Influence of acepromazine on the cardiovascular effects of dobutamine in isoflurane anaesthetised horses premedicated with romifidine

Adrian M. Wong, Mara Schier, Giselle Hosgood, Eleanor Drynan and Anthea L. Raisis
Veterinary anaesthesia and analgesia, Vol.52(1), pp.78-82
2024

Abstract

blood pressure cardiac output drug interactions indicator dilution techniques α2-adrenoceptor agonists β-adrenoceptor agonists
Objective To explore the influence of acepromazine on the cardiovascular effects of dobutamine in isoflurane-anaesthetised horses premedicated with romifidine. Study design Prospective randomised clinical trial. Animals A total of 18 horses undergoing elective arthroscopy were enrolled, of which 12 horses requiring dobutamine were included. Methods orses were randomised to receive acepromazine 0.02 mg kg-1 (Group A+) intravenously (IV) or none (Group A-), 35 minutes before anaesthesia. Horses received xylazine 0.2 mg kg-1 concurrently to facilitate IV access. Horses were premedicated with romifidine 0.08 mg kg-1, induced with ketamine 2.2 mg kg-1 and diazepam 0.08 mg kg-1 IV, and maintained with isoflurane in oxygen. Dobutamine infusion was commenced when mean arterial pressure (MAP) was < 60 mmHg. Cardiovascular data were collected prior to dobutamine, and at a target MAP of ≥ 70 mmHg. Dobutamine start time from induction, duration and dose to reach target MAP were compared using Mann-Whitney U test. Cardiovascular variables were compared using repeated measures ANOVA and post-hoc Fisher’s least significant difference test. Results Cardiac index (CI) and its percentage change was significantly higher at target MAP in group A+ [42.8 (17.0–68.7) %] than in A- [-4.05 (-21.2–13.0) %] (p = 0.003).
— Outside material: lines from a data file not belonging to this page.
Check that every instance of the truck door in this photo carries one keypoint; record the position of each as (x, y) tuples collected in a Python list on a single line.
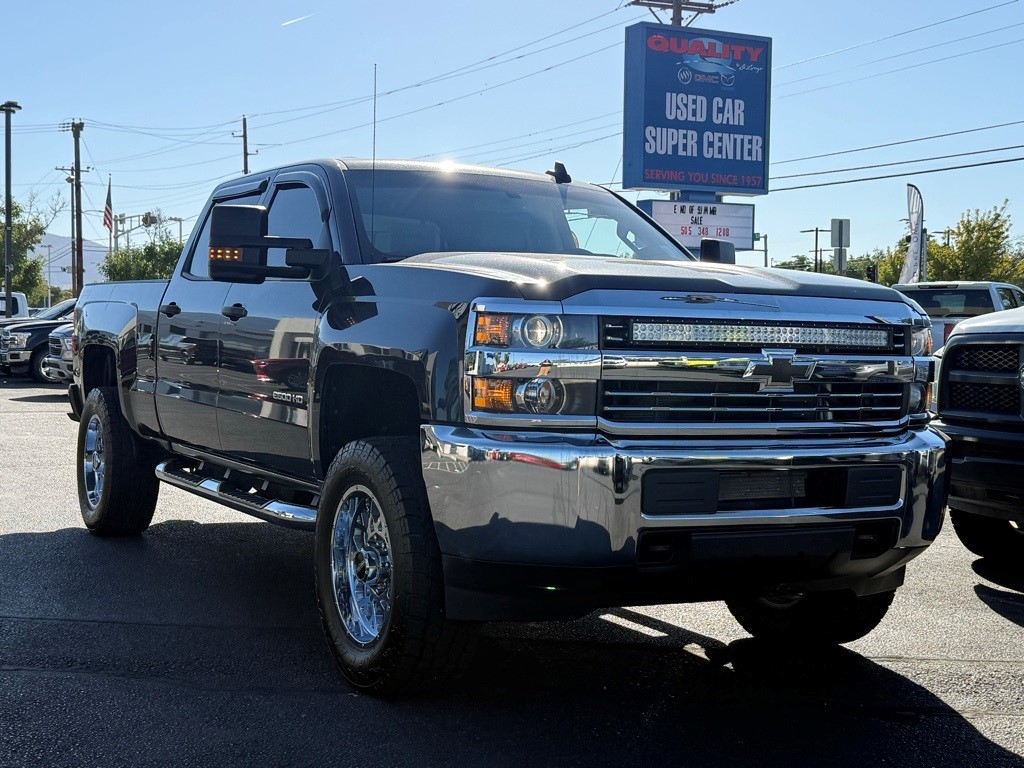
[(188, 344), (268, 338)]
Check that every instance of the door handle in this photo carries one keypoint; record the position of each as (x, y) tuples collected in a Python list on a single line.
[(235, 311)]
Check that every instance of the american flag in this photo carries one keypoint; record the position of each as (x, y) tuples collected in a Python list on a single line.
[(109, 209)]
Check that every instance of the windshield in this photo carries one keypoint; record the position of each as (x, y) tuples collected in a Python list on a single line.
[(57, 311), (404, 213), (953, 302)]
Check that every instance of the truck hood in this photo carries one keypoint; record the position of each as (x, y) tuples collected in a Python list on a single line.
[(557, 276), (1008, 321)]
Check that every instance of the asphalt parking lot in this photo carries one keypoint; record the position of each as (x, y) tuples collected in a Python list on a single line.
[(200, 644)]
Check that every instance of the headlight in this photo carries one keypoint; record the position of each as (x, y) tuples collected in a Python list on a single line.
[(536, 331), (921, 342), (18, 341), (535, 367)]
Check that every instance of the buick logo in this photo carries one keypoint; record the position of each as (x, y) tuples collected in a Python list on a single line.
[(779, 371)]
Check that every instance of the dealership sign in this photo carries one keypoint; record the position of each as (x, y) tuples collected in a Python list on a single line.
[(691, 222), (696, 110)]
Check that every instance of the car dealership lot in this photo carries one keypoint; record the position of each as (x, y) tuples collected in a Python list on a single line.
[(199, 643)]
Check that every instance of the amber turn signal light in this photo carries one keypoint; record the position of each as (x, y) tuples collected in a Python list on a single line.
[(493, 330), (493, 394), (225, 254)]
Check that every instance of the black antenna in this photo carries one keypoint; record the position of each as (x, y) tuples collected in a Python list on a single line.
[(373, 167), (559, 173)]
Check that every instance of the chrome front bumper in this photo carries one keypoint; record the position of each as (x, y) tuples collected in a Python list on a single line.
[(574, 502)]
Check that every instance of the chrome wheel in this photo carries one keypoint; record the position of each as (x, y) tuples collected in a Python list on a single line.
[(93, 462), (360, 565)]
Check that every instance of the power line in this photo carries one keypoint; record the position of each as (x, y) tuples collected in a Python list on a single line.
[(901, 175), (475, 66), (521, 135), (457, 98), (900, 55), (895, 35), (901, 69), (901, 142), (900, 162)]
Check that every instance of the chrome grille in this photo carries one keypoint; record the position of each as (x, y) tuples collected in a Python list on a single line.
[(616, 334), (673, 401)]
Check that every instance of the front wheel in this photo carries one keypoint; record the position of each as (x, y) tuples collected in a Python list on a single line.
[(37, 370), (117, 486), (815, 619), (988, 537), (379, 581)]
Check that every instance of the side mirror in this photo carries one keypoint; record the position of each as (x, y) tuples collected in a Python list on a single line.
[(239, 244), (718, 251)]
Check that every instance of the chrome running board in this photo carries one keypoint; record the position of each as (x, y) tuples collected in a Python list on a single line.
[(179, 474)]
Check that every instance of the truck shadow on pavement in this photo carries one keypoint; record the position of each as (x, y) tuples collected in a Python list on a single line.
[(201, 644)]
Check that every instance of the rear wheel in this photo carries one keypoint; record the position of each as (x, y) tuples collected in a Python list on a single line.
[(379, 579), (815, 619), (117, 486), (36, 370), (988, 537)]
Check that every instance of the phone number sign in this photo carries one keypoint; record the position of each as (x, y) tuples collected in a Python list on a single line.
[(691, 222), (696, 112)]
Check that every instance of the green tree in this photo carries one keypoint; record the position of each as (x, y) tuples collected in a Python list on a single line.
[(981, 248), (800, 262), (151, 261), (29, 222)]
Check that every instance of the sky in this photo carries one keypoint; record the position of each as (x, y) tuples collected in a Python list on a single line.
[(162, 89)]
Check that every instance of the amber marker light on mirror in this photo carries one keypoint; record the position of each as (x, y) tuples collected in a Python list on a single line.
[(493, 394)]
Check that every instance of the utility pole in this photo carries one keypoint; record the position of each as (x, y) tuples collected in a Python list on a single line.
[(71, 181), (244, 135), (8, 109), (817, 251), (49, 281), (76, 132)]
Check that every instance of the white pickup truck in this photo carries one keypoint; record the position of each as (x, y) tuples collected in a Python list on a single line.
[(948, 303)]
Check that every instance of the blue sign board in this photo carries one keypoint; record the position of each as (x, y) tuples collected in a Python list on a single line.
[(697, 105)]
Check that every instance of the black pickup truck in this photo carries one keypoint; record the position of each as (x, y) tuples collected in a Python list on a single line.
[(499, 395), (981, 410)]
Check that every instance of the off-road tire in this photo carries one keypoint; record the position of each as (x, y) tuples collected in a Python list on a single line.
[(988, 537), (418, 645), (813, 620), (128, 496)]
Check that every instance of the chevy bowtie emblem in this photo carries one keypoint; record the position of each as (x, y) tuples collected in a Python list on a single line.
[(779, 371)]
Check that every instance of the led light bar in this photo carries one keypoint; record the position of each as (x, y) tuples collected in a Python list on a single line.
[(761, 335)]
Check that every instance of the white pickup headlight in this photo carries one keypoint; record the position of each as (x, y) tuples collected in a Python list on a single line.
[(18, 341), (921, 342)]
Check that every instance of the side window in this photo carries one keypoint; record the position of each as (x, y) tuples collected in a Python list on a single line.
[(599, 235), (199, 261), (295, 213)]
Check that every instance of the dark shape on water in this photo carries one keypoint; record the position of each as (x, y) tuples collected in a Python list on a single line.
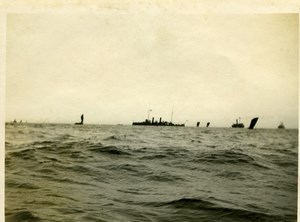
[(80, 123), (253, 122), (281, 126), (147, 122), (237, 124)]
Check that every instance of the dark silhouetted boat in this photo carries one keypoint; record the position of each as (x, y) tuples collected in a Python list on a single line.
[(253, 123), (281, 126), (147, 122), (238, 125), (80, 123)]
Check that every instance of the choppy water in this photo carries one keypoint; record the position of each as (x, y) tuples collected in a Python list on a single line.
[(138, 173)]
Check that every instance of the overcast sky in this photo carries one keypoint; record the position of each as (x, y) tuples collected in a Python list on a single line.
[(113, 67)]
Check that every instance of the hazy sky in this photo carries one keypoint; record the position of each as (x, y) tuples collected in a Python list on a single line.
[(114, 66)]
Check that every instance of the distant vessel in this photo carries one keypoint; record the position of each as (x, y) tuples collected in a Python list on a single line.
[(147, 122), (281, 126), (238, 125), (80, 123), (253, 122)]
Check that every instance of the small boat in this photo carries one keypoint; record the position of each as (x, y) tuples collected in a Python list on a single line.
[(80, 123), (238, 125), (253, 122), (147, 122), (281, 126)]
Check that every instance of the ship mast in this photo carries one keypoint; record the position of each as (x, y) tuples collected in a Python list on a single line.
[(149, 110)]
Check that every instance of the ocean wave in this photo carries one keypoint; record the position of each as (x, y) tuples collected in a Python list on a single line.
[(227, 157), (110, 150), (21, 216), (10, 183), (209, 211)]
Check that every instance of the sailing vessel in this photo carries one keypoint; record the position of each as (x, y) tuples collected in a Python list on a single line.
[(281, 126), (238, 125), (253, 122), (80, 123)]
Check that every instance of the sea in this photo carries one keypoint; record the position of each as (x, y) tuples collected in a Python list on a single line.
[(66, 172)]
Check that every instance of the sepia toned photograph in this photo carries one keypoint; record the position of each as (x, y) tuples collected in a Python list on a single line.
[(132, 116)]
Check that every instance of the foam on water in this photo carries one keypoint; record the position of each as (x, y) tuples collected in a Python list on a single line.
[(135, 173)]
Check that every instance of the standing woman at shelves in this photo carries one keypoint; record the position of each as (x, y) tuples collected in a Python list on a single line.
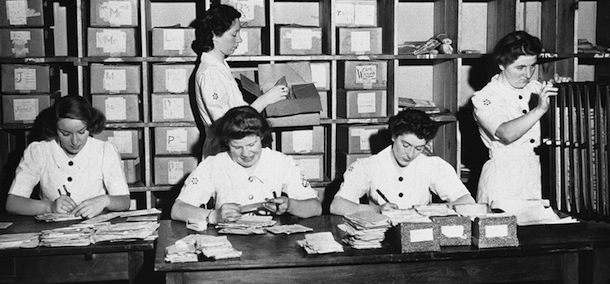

Group A+ required significantly earlier dobutamine [20 (18–25) minutes] than group A- [36 (27–60) minutes] (p = 0.02). Group A+ required significantly higher dobutamine dose [1.5 (1–2.5) μg kg-1 minute-1] to reach target MAP than group A- [0.5 (0.5–1) μg kg-1 minute-1] (p = 0.009). No significant difference in infusion duration to reach target MAP was found between groups. Conclusion and clinical relevance Dobutamine significantly increased MAP and CI following pre-anaesthetic acepromazine sedation, in isoflurane-anaesthetised horses premedicated with romifidine. Without acepromazine, dobutamine increased MAP but not CI. Interactions between acepromazine, romifidine and dobutamine on the cardiovascular system should be considered.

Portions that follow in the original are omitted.